Ceri eugubini a Passo Treia
per Sant’Ubaldo
FESTA - Grande partecipazione per la suggestiva processione fino alla chiesa della Natività (l'edificio intitolato al patrono è gravemente danneggiato dal terremoto)

L’arrivo dei ceri davanti alla chiesa della Natività
Partecipazione, devozione e sorpresa. Sono solo alcuni dei sentimenti provati dalla comunità passotreiese riunitasi ieri sera, martedì 16 maggio, per festeggiare il patrono Sant’Ubaldo. Una ricorrenza rimasta sottotraccia per alcuni anni e ripresa dapprima dal parroco don Ariel Veloz e ora da don Gabriele Crucianelli. Volontà evidente rappresentata dagli omaggi che la popolazione, accorsa numerosa, ha voluto dedicare al santo, così come la chiesa intitolata a suo nome in corso Garibaldi, danneggiata gravemente dal terremoto del 2016, e a Gubbio. Dopo ieri sera, infatti, la città umbra e le Marche sono più vicine. Il calendario dei festeggiamenti era stato aperto, domenica 14 maggio, da don Angelo Fanucci, tra i più importanti biografi di sant’Ubaldo, e si è concluso con l’omaggio dei ceri caratterizzato dall’originalità di tre pregevoli manufatti assemblati per l’occasione. Partito dalla piazza antistante la scuola Primaria della frazione, il corteo si è radunato al suono dei tamburi degli sbandieratori di Montecassiano, artefici di uno spettacolo davvero coinvolgente per le vie della città.

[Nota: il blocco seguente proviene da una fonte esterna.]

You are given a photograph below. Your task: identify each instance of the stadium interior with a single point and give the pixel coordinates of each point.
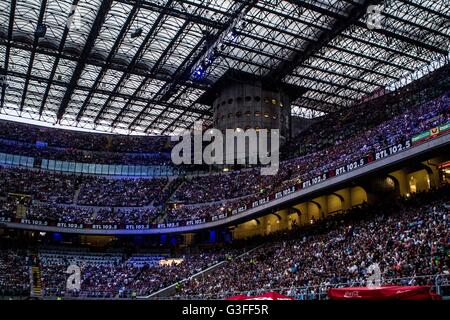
(93, 93)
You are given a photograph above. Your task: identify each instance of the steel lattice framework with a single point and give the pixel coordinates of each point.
(89, 71)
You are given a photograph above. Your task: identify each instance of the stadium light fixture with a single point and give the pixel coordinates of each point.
(40, 31)
(136, 33)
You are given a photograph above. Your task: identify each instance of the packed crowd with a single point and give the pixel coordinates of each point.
(14, 273)
(43, 186)
(82, 215)
(407, 239)
(92, 190)
(99, 191)
(248, 182)
(109, 276)
(211, 191)
(76, 140)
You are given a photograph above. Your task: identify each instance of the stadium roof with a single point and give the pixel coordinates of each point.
(140, 66)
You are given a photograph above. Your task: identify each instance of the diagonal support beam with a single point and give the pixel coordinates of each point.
(95, 30)
(342, 23)
(8, 52)
(120, 38)
(33, 53)
(136, 58)
(58, 57)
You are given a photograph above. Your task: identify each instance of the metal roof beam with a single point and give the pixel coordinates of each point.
(154, 68)
(33, 53)
(105, 92)
(95, 62)
(136, 58)
(119, 40)
(427, 9)
(4, 82)
(55, 64)
(93, 34)
(241, 11)
(324, 39)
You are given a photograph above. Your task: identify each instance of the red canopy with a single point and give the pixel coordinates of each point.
(265, 296)
(383, 293)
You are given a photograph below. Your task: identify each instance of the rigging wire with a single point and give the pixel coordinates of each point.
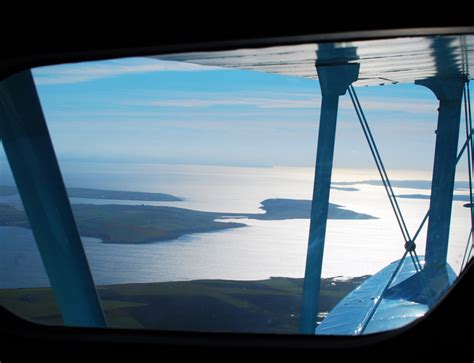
(409, 242)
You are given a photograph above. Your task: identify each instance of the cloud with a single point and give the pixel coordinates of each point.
(85, 72)
(289, 101)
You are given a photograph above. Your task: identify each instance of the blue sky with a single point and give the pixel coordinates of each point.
(146, 110)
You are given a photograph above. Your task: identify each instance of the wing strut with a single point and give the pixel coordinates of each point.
(31, 156)
(334, 81)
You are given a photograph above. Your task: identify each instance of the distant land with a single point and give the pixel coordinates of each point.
(409, 184)
(264, 306)
(132, 224)
(6, 190)
(345, 189)
(279, 209)
(456, 197)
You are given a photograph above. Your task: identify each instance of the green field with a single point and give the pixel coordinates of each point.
(266, 306)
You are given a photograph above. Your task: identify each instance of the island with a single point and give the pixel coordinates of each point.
(132, 224)
(456, 197)
(7, 190)
(405, 184)
(264, 306)
(279, 209)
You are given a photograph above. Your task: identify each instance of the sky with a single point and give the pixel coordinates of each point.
(147, 110)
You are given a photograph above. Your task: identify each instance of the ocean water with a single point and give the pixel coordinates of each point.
(258, 251)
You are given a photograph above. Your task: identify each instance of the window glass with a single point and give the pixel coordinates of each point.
(192, 185)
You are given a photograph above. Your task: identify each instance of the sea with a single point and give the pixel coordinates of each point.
(259, 251)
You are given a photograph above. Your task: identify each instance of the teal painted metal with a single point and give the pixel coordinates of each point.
(29, 150)
(449, 93)
(334, 82)
(408, 297)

L’associazionismo religioso, laico e sportivo ha poi raggiunto i ceri, delle dimensioni di oltre 2 metri, per poi portarli a spalla verso la chiesa della Natività accompagnati dei fedeli. I ceri rappresentano le zone di Passo di Treia e altrettanti simboli di devozione: il “Beato Pietro”, la “Santa Croce” e la “Madonna del Ponte”. Giunti in piazza Tarcisio Carboni, don Crucianelli ha benedetto la folla accorsa e le candele accese e protese nell’omaggio al santo, prima di concludere in chiesa, per la messa, una giornata che ha riacceso nei passotreiesi la luce di una devozione sopita ma mai spenta.